You see, it does not matter which country is experiencing conflict: Uganda, Yemen, Ethiopia, Myanmar, Syria, Libya, Georgia, Armenia and now Ukraine, war forces people to become displaced.

With the tragic scenario currently unfolding in Ukraine, Send Relief has responded quickly, propelled by God’s love. They are providing food, hygiene items, shelter, safety blankets and transportation to the neighboring countries that people are fleeing to, such as Hungary and Poland, while continuing projects are providing relief to people still trapped in Ukraine itself.

As they monitor the situation, it has become clear that the bulk of the Ukrainian refugee population are currently seeking shelter in countries with similar cultures and languages, as well as those with a large diaspora presence of Ukrainians. Currently, Poland will be the base of operations moving forward, but as is the case many times, the majority of people in dire need are not the refugees outside the country but the displaced people trapped inside the country, with no means of travel and no family or friends to go to.

Present news reports state that over 2.5 million refugees have made it to Poland, with Romania receiving the second highest number at 700,000. All of the countries receiving people need more assistance, because coping with an influx of this number of refugees is difficult for any nation.
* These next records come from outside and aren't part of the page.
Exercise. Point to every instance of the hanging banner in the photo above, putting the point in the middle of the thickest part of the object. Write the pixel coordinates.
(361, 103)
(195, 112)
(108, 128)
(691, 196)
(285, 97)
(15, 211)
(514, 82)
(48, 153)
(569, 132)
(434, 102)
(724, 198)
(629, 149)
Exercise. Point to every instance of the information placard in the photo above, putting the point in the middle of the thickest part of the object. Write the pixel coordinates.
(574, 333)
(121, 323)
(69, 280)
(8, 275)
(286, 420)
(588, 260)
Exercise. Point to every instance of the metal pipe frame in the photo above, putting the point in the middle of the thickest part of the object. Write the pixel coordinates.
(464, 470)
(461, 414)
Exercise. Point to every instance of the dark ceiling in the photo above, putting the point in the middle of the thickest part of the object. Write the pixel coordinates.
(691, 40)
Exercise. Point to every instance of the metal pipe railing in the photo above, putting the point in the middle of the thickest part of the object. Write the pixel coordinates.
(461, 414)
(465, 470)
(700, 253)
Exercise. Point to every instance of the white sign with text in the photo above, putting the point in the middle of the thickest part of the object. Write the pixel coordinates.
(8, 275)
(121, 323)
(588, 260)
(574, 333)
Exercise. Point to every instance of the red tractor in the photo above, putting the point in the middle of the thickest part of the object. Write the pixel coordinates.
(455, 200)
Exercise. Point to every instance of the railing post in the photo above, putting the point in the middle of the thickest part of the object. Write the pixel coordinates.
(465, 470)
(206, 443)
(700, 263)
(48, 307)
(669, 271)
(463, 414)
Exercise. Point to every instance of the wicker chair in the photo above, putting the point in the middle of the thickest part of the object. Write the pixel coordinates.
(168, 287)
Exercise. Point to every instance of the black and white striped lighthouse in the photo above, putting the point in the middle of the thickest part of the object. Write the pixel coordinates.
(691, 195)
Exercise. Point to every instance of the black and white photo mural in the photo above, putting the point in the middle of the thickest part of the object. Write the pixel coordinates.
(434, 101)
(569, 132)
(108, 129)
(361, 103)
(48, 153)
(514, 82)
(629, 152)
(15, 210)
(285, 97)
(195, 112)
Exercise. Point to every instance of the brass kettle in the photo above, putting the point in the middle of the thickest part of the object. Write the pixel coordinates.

Send Relief has established multiple rest and registration facilities at the key entry points, where they can offer refugees relief packages with sandwiches, water, and more necessities, along with working with local authorities to provide a play tent for children to wait in while their parents are processed. As of today, Send Relief is partnering with local churches and national partners in fourteen countries.

Currently, the majority of those fleeing Ukraine are women and children, as most 18–60-year-old men must remain in the country to fight unless they have medical exemptions.

Establishing these rest and registration points will help Send Relief confirm where they will be resettling in Poland and other countries, who they will stay with and if we can arrange follow-up visits to assess and strengthen the financial capacity of host families.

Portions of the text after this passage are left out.